Background and purpose: Recently, the anti-malarial drug, artemether, and the neurotransmitter γ-aminobutyric acid (GABA) were identified to convert α cells into β-like cells in vivo. However, some of these observations were challenged by other studies. To help address the controversy, we took advantage of zebrafish as a model to perform this study.

Experimental approach: Firstly, we performed a small molecule screening for artemether and its skeleton analogs. Secondly, we used the Cre-LoxP system for lineage tracing to indicate the conversion of α cells into β cells in vivo. The stable transgenic ins2:eGFP αTC1-6 cell line were used for evaluation of α cell transdifferentiation in vitro. We further used multiple zebrafish transgenic and mutation lines to demonstrate β-cell differentiation, β-cell ablation and α-cell hyperplasia in this study.

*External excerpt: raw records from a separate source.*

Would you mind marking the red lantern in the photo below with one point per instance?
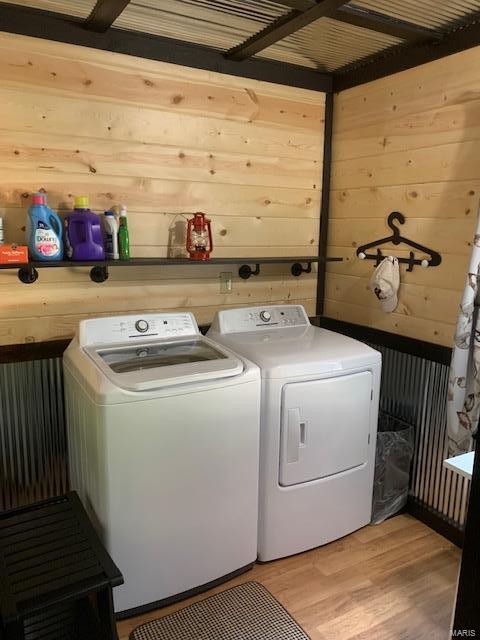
(199, 237)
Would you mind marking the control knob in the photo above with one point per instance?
(141, 326)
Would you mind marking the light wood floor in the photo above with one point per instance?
(394, 581)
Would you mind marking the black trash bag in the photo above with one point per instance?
(395, 444)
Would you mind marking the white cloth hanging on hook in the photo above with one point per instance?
(463, 406)
(385, 282)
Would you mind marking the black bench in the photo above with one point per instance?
(56, 578)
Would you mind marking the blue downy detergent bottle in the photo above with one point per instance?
(44, 231)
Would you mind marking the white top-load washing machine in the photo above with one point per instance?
(318, 425)
(163, 433)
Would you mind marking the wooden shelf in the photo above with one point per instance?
(27, 272)
(148, 262)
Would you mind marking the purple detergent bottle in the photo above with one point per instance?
(83, 233)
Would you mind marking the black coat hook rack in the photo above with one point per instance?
(434, 258)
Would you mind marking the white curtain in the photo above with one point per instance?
(463, 406)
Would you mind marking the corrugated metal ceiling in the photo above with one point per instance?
(327, 45)
(427, 13)
(215, 24)
(77, 8)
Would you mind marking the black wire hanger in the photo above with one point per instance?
(433, 261)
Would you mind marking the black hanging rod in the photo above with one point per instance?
(434, 257)
(99, 270)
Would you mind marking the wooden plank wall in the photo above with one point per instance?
(410, 143)
(167, 141)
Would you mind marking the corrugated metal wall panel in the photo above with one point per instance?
(328, 45)
(221, 25)
(32, 432)
(415, 390)
(33, 458)
(429, 13)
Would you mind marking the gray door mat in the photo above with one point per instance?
(246, 612)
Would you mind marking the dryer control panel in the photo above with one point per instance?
(134, 327)
(257, 318)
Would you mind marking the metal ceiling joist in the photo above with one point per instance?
(104, 14)
(61, 28)
(372, 20)
(402, 57)
(283, 27)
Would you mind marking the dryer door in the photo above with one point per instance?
(325, 427)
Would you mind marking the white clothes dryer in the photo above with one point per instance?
(318, 429)
(163, 433)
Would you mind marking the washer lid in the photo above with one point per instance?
(151, 365)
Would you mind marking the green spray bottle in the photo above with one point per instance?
(123, 239)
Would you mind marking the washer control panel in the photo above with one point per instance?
(130, 328)
(257, 318)
(142, 326)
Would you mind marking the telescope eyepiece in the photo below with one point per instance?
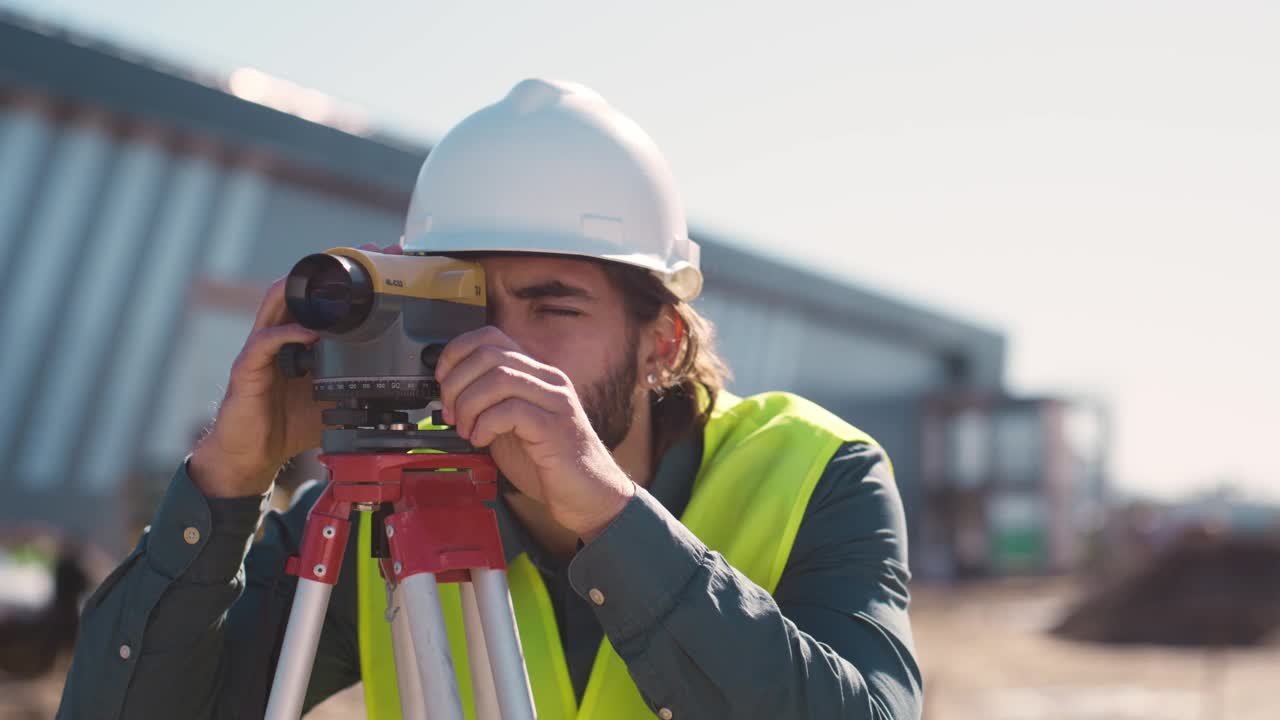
(329, 292)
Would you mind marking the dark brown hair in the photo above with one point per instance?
(676, 405)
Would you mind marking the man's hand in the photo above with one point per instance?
(531, 420)
(264, 418)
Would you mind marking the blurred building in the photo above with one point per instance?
(144, 209)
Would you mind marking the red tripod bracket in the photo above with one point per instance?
(442, 523)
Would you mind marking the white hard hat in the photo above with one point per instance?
(553, 168)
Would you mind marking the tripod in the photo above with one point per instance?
(430, 525)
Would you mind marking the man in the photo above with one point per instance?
(694, 555)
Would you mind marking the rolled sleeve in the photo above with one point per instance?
(635, 570)
(201, 540)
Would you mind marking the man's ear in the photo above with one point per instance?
(667, 333)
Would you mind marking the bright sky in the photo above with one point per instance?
(1098, 180)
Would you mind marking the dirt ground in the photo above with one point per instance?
(986, 655)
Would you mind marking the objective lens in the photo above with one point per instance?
(329, 292)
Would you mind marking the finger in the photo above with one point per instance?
(264, 345)
(273, 310)
(484, 359)
(465, 343)
(506, 383)
(515, 417)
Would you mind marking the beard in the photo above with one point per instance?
(609, 402)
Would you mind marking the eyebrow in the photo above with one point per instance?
(551, 288)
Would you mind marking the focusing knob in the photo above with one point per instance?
(295, 360)
(432, 355)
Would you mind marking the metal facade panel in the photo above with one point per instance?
(85, 336)
(152, 314)
(42, 270)
(776, 346)
(24, 141)
(297, 222)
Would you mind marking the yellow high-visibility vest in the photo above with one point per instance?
(762, 458)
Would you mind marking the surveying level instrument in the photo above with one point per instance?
(383, 320)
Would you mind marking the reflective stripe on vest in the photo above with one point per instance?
(762, 458)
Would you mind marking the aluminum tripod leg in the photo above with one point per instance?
(502, 641)
(481, 674)
(412, 703)
(298, 652)
(421, 601)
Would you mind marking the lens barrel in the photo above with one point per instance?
(329, 292)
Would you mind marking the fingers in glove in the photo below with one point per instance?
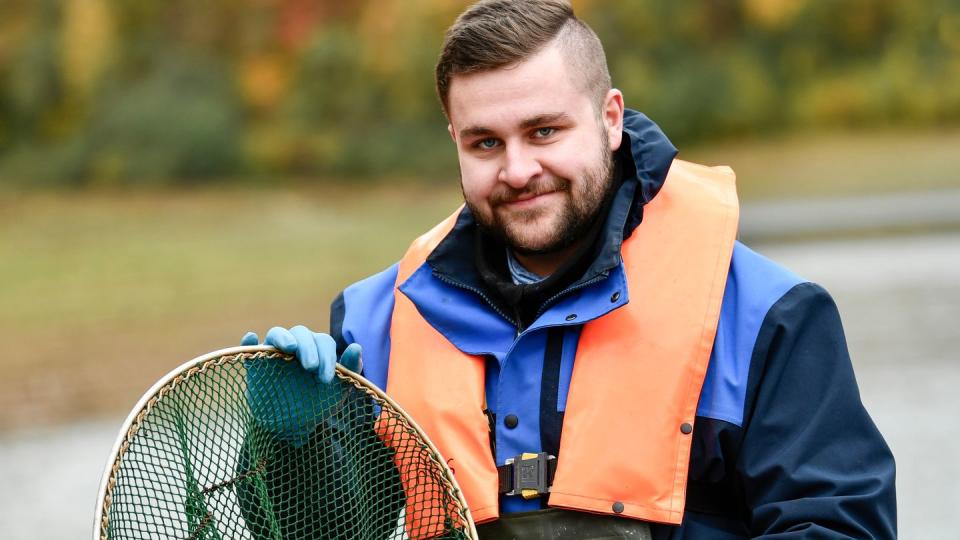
(352, 358)
(250, 338)
(327, 349)
(306, 348)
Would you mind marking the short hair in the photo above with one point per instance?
(492, 34)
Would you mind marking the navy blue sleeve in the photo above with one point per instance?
(812, 464)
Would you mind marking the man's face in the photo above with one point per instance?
(535, 154)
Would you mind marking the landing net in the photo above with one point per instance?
(243, 443)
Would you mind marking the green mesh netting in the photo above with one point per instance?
(248, 445)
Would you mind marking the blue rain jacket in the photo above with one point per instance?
(782, 445)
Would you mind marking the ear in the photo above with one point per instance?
(612, 114)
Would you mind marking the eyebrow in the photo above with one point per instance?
(533, 121)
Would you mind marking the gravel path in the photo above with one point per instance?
(900, 299)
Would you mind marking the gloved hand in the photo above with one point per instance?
(290, 398)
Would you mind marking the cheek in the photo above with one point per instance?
(477, 179)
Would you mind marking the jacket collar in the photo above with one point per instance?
(645, 156)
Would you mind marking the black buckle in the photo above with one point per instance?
(528, 475)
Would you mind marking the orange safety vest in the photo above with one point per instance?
(637, 374)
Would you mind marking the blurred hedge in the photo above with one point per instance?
(175, 91)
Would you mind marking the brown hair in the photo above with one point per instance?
(495, 33)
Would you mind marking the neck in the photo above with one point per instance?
(545, 264)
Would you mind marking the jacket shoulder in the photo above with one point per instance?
(754, 286)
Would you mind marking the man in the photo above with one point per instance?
(589, 315)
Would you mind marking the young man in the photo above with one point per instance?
(590, 305)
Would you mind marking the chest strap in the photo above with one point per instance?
(527, 475)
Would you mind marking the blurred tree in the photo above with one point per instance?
(148, 91)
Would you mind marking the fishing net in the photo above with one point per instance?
(244, 443)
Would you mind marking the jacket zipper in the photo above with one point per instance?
(548, 301)
(479, 293)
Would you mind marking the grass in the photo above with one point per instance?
(102, 293)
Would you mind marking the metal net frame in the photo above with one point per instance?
(244, 444)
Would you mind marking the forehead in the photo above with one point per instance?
(503, 97)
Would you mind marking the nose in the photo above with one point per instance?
(519, 166)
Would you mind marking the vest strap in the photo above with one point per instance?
(527, 475)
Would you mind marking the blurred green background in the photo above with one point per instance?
(174, 92)
(174, 173)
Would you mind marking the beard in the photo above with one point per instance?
(525, 232)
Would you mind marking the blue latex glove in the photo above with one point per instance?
(306, 389)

Key results: We showed that artemether and another sesquiterpene, aspterric acid, induced α cell transdifferentiation into β cells, both in zebrafish as well as using αTC1-6 cells. Furthermore, these two compounds also converted α cells into β cells when β cells were lost or α cells were hyperplastic in zebrafish. Unlike the previous report, the conversion of α cells to β cells was mediated by increasing Pax4 expression, but not suppression of Arx expression.

Conclusions and implications: Our data suggest that in zebrafish and αTC1-6 cells, both artemether and aspterric acid induce α cell transdifferentiation. Our data, along with those of Li et al. (2017), suggested that artemether and aspterric acid were able to induce α cell transdifferentiation, at least in zebrafish and αTC1-6 cells.